Could Private Schools Be the Salvation of Non-Russian Minorities and the Death of Russia?

Paul Goble

            Staunton, December 25 – Fearful that Vladimir Putin’s attack on non-Russian language education could lead to the demise of Russia’s non-Russian nations, one Bashkir teacher has proposed a defense that potentially could help not only her community but many others as well: the establishment of private schools in the non-Russian languages.

            The appearance of such schools, of course, would not only help non-Russian languages to survive but would further divide non-Russians and ethnic Russians along ethnic lines, undermining as the simultaneous existence of public schools and those for particular categories does elsewhere the prospects for the formation or maintenance of a common civic nation.

            At the third congress of the Bashkir people in Ufa last weekend, a meeting the authorities tried to block and then disrupt by various means, Alfiya Yusupova, a Bashkir-teacher called for the establishment of new private schools where children of Bashkir nationality “could be instructed in their native language” (idelreal.org/a/29673374.html).

            After Putin called for ending the requirement that children in non-Russian republics learn the language of the titular nationality while maintaining the rule that all children must learn Russian, Yusupova said, “the situation in our republics became still worse. The majority of parents of course are worried that our language could disappear.”

            “But at the same time,” she continued, these very same parents “are afraid” that the entire Russian educational system is intended “to destroy our languages. In order to avoid this, we must withdraw from ordinary schools” and create separate and independent private schools in the non-Russian languages. She says she has already pulled her own child from the ordinary schools as he is losing Bashkir.

            “An individual who loses his language becomes a mankurt and slave who waits until he is told what to do.” To prevent that from happening, Yusupova said, “we must have other schools, our own, private ones where it will be simpler to provide instruction in the native Bashkir language. When our children grow up, they will then create their own institutions and good work places.”
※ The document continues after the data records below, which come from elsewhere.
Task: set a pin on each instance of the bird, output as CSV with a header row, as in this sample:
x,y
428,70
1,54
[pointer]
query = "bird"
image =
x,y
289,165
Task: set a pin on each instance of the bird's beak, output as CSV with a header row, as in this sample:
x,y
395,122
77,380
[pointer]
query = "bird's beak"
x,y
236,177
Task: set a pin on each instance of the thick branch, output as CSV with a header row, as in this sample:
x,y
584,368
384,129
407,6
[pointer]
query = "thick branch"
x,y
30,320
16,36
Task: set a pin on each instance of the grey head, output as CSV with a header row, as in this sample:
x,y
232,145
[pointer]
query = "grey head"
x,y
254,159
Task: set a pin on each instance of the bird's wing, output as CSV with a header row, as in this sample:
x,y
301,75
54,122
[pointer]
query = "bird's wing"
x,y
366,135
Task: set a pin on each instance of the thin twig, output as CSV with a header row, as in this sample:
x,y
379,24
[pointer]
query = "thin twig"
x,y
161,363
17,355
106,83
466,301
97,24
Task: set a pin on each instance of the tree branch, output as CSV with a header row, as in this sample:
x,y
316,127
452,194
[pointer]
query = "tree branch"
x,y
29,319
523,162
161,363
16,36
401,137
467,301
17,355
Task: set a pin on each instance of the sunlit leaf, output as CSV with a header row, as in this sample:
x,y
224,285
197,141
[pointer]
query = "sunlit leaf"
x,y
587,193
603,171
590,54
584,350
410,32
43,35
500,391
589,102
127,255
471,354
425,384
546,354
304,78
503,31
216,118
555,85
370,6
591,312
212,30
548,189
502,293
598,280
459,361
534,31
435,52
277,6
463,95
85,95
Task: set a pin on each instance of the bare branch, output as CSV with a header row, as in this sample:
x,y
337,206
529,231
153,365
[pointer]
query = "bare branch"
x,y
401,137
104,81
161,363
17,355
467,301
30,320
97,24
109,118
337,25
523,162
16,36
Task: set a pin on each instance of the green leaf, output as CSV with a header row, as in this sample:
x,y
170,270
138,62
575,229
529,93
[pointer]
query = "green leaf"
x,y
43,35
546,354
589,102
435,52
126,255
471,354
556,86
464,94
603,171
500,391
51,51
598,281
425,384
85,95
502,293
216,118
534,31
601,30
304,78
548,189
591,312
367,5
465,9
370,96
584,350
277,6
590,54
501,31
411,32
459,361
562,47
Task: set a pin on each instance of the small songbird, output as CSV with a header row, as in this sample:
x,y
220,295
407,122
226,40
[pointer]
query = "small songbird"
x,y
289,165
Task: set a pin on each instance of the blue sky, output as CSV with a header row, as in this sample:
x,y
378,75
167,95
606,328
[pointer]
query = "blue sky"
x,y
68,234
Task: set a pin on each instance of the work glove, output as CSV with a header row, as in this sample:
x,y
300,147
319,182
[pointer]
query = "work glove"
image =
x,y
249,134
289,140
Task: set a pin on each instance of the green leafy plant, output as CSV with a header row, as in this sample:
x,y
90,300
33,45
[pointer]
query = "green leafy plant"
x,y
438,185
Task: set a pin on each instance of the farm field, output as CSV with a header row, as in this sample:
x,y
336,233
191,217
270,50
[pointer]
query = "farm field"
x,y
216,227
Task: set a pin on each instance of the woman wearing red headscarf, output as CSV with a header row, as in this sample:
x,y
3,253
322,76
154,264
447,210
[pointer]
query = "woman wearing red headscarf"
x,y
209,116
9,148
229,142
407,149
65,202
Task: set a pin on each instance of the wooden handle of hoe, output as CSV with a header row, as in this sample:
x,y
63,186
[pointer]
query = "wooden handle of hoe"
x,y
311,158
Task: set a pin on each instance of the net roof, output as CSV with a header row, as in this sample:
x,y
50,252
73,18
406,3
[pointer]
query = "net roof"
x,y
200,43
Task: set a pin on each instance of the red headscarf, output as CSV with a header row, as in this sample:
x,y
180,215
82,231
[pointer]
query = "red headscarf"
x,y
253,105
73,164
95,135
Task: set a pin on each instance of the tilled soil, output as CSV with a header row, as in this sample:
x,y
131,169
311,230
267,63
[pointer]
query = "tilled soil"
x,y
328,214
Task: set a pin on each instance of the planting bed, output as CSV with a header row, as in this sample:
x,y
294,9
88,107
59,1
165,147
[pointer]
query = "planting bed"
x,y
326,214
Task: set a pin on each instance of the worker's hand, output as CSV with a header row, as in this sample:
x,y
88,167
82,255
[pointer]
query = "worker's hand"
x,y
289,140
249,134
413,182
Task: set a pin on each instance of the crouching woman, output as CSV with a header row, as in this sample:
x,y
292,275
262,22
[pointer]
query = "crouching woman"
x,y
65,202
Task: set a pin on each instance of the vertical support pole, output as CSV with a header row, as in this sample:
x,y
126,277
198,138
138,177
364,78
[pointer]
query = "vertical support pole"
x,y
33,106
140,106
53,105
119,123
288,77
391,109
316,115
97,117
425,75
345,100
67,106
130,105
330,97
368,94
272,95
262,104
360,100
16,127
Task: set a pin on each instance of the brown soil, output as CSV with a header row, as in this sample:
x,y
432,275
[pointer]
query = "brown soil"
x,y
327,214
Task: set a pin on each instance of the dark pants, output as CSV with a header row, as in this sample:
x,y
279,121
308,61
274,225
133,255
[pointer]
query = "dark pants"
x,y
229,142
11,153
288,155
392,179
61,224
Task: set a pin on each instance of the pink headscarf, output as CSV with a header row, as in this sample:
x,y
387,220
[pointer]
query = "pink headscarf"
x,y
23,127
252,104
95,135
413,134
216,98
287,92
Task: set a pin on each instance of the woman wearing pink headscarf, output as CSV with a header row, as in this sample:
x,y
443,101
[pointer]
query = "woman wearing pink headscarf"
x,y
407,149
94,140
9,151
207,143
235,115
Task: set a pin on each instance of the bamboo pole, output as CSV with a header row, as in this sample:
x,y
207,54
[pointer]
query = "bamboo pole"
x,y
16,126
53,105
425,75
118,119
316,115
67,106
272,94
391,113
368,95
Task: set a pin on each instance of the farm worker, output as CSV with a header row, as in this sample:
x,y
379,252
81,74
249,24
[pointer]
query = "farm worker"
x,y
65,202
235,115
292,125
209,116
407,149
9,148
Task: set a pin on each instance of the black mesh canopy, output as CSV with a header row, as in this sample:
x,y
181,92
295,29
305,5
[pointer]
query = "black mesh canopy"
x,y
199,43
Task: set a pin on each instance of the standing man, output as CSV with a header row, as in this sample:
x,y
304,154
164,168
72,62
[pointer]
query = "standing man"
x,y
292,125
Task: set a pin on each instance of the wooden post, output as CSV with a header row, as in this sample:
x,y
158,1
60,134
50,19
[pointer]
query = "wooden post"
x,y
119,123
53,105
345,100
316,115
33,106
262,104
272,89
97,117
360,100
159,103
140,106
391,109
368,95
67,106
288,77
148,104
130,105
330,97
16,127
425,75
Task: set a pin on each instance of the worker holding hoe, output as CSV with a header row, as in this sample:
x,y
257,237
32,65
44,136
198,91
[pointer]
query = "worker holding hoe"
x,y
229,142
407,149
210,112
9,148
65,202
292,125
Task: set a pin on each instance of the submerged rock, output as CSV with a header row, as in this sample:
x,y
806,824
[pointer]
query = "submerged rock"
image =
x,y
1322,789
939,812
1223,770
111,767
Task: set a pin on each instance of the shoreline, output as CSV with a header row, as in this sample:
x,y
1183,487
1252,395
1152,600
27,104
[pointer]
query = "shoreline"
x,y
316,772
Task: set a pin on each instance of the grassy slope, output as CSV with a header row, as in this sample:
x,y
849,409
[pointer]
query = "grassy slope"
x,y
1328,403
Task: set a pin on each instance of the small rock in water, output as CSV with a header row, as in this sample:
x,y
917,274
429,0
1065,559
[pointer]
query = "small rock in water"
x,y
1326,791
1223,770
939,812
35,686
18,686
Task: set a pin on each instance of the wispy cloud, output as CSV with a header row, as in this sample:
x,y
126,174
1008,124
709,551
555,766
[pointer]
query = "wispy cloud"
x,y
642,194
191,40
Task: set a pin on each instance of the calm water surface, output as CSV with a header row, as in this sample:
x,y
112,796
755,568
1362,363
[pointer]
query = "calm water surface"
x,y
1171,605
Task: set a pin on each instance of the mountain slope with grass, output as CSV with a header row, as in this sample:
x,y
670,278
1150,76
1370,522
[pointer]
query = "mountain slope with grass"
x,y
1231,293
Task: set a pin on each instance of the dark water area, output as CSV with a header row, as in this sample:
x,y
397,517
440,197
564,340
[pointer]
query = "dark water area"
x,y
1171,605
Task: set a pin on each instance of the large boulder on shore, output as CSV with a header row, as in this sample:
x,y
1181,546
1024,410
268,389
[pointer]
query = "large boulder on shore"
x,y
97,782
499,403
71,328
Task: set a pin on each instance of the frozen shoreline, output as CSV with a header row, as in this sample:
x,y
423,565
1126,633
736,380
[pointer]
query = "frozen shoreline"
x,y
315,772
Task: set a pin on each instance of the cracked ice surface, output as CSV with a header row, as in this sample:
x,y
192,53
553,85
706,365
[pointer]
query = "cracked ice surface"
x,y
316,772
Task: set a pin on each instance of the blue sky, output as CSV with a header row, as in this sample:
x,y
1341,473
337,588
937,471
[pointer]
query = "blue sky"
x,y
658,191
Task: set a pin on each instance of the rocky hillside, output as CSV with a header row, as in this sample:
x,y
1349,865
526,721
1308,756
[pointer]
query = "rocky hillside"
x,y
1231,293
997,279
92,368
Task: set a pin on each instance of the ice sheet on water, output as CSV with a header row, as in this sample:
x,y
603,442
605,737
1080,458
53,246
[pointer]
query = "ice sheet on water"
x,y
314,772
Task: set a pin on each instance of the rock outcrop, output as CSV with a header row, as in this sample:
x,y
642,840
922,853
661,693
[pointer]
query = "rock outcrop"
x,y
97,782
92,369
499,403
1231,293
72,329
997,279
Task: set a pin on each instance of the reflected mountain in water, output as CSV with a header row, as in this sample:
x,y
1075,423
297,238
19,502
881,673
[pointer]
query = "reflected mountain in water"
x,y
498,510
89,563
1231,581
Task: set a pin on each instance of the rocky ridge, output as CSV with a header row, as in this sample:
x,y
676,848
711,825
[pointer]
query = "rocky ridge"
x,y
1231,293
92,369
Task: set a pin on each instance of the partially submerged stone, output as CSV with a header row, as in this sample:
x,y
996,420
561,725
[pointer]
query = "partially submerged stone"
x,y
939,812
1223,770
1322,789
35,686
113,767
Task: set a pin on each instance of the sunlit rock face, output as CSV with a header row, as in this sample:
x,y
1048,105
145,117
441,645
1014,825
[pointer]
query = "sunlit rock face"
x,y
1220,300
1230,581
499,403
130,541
            Other speakers at the five-hour meeting addressed the state of federalism in Russia, the development of entrepreneurship among Bashkirs and the struggle against alcoholism. But almost all spoke in defense of the Bashkir language. And almost all gave their speeches in Bashkir rather than Russian. They were broadcast on Youtube and VKontakte.

            Two other speeches were especially noteworthy. Attorney Garifulla Yapparov who argued that Bashkirs must seek to own more of the land in their republic in order to protect the republic. Where “there is no land, there is no statehood and no republic,” he said. “Or in other words, there is no land and therefore no motherland.”

            And Ruslan Gabbasov, vice president of the Bashkort Organization, delivered an impassioned speech in which he warned that the Bashkirs were on track to eventually disappear, the result of economic problems unemployment, the absence of stability and confidence about tomorrow. One symptom of this is the rise in suicides, divorces and the unwillingness of young people to establish families.”

            At present, he continued, every third marriage in Bashkortostan is ethnically mixed, something that would not be a problem if Bashkirs retained their identity.  But ever more of them are assimilating with Russian driving Bashkir back to the level of a kitchen dialect; and ever more people of Bashkir background saying “I do not understand Bashkir.”

            It is not surprising, Gabbasov said, that this year, “only 15 percent of parents of pupils chose Bashkir as the native language for their children.”

            He also called for the return of the nationality line in the passport and for Bashkirs to marry only other Bashkirs. Such Bashkir couples should then have at least four children to ensure the growth of the nation.  To promote this, the activist said, his organization was shifting the focus of its work from making appeals to working at the local level with communities.